Oh summer, I love you for so many reasons! One of them is homegrown, flavourful tomatoes. Also the gazpacho that I can make with them.
This is the taste of summer. This is one of the recipes that makes me do a happy dance.
I fell in love with gazpacho on a trip to Spain a few years ago, and managed to eat it almost every day of my two-week stay there. It is refreshing and full of flavour. There are many different types; here are some: green gazpacho, watermelon gazpacho, and another tomato gazpacho that is very similar to this one. All are awesome, but this one is the easiest, I think.
This is so easy to make, and quite healthy too. I made a batch and kept it in the fridge for a few days. The amounts are estimates; do what seems right to you. It’s hard to go wrong.
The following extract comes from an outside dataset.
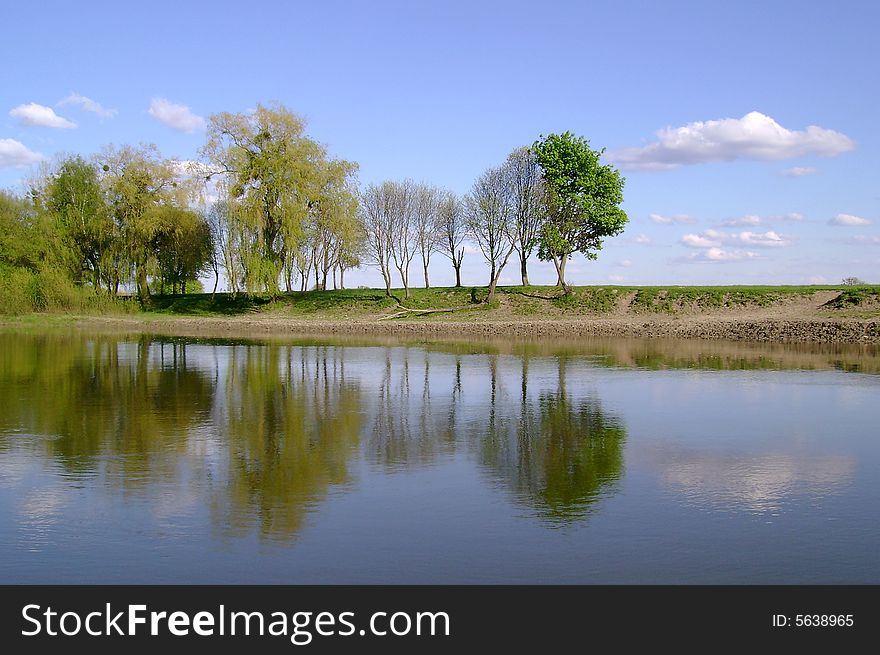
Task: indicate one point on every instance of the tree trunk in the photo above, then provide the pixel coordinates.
(560, 272)
(143, 289)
You can always add more of something if you need to.
What you need:
- 1 small cucumber
- 1 cup cherry tomatoes
- 1/4 medium red onion
- 1/2 clove garlic, minced
- 1/2 large sweet red bell pepper
- 1 tablespoon white balsamic vinegar (or white wine vinegar)
- 2-3 tablespoons good quality extra-virgin olive oil
- 1 slice of white bread (I used a whole wheat French bread)
- salt to taste
What you do:
- Soak the bread in water for a few minutes, then squeeze the water out.
- Place all the ingredients in a blender and blend until smooth. Taste and add whatever you think you need.
- Refrigerate for at least and hour before serving.
- Serve topped with some chopped tomatoes, cucumbers, peppers, or a drizzle of olive oil.